Senator John ThuneFrom the very beginning, it has been clear that any so-called "cap and trade" program aimed at cutting greenhouse gasses would have a much bigger impact on rural states like South Dakota. This is in part due to reliance on coal-generated electricity, but also because of the higher input costs that will effectively punish rural agricultural producers and increase costs for all consumers. Unfortunately, the U.S. Department of Agriculture (USDA) and the Environmental Protection Agency (EPA) seem to be obscuring the true cost of the cap and trade bill that was approved by the House of Representatives.
The USDA recently released a report on the economic impact on farmers of the cap and trade bill passed by the House of Representatives. Rather than conducting their own research or relying on independent experts, the USDA report relies heavily on calculations and assumptions from the EPA, which are rosy at best.

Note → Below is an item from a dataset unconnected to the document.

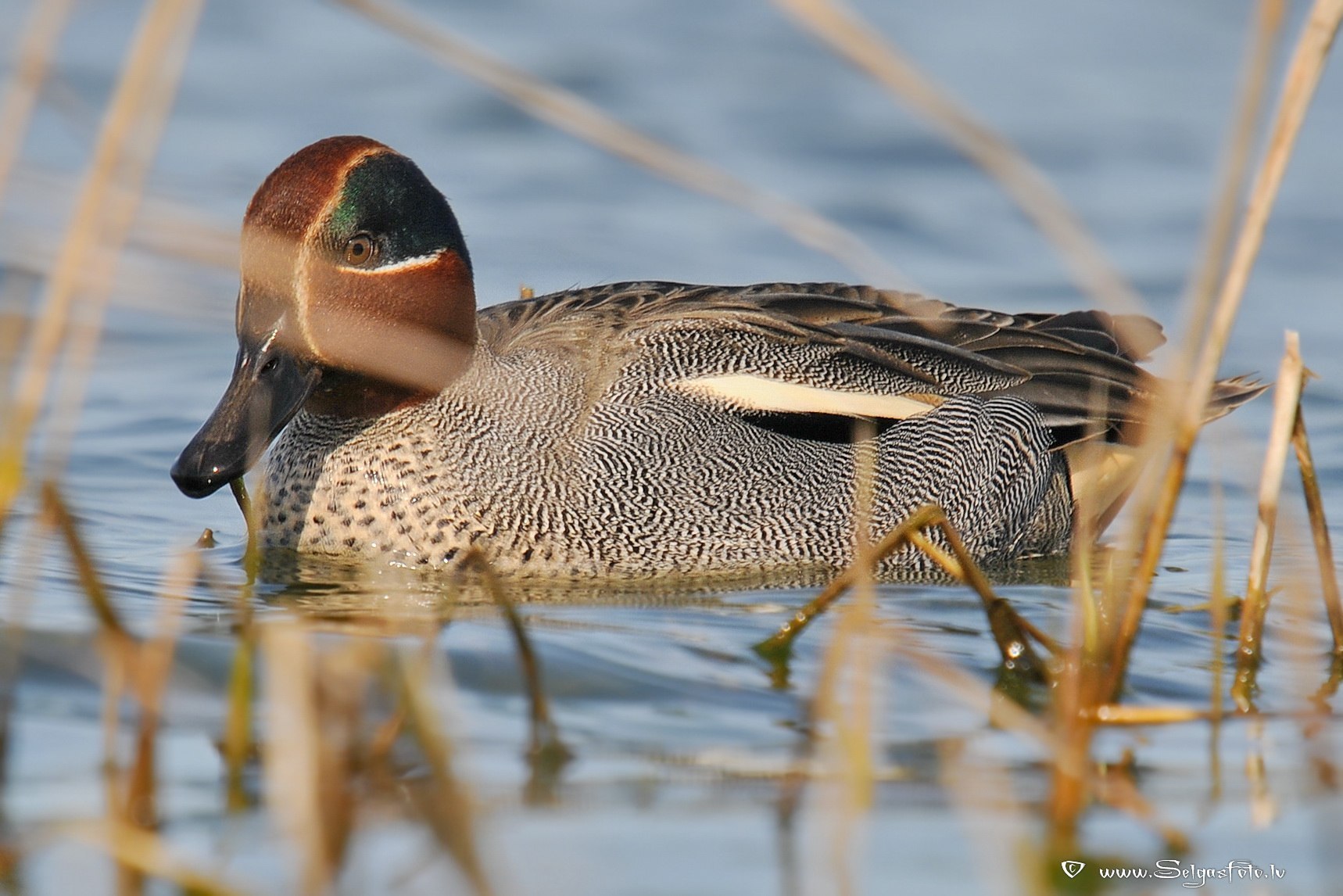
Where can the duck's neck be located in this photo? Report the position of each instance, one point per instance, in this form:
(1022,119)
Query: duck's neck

Agriculture relies heavily on energy. Last summer's spike in fuel prices put a severe burden on South Dakota farmers and ranchers, but that was only a preview for what would happen if Congress enacts a cap and trade scheme. Cap and trade will inevitably lead to higher fuel, electricity, and fertilizer prices across the board and that certainly would get passed along to individuals and families for just about everything they purchase.
In calculating the impact of cap and trade on farmers, the USDA relies on the EPA's assumption that carbon capture technology would be readily available and commercially practical by 2014. Most experts, however, agree that capturing the carbon emissions from power plants will not be economically viable until 2020 or beyond. Similarly in the report, the EPA assumes nuclear power generation will double by 2035. This goal also seems unlikely, particularly when Congressional Democrats are blocking efforts to expand nuclear power generation.
Another less-discussed threat to agricultural producers is increased fertilizer costs as a result of cap and trade. Fertilizer production is an energy-intensive industry, which means that increased energy costs will result in increased fertilizer costs. The USDA report claims that fertilizer producers would be eligible for "free allowances" to offset increased energy costs, but it is likely that those offsets would instead go to larger energy-intensive industries, such as steel, glass, and chemical production. Also, a study by the University of Missouri found that the overall average farm costs would increase by over $11,000 in 2015 and over $30,000 in 2050.
Farmers and ranchers are the backbone of our state's rural economy. Producers would be forced to bear increased costs as a result of cap and trade legislation, and the effects of that would be felt throughout South Dakota. As the Senate prepares to consider this issue this fall, I will continue working to protect South Dakota farmers and ranchers from the unfair, punitive results of the cap and trade bill passed by the House of Representatives.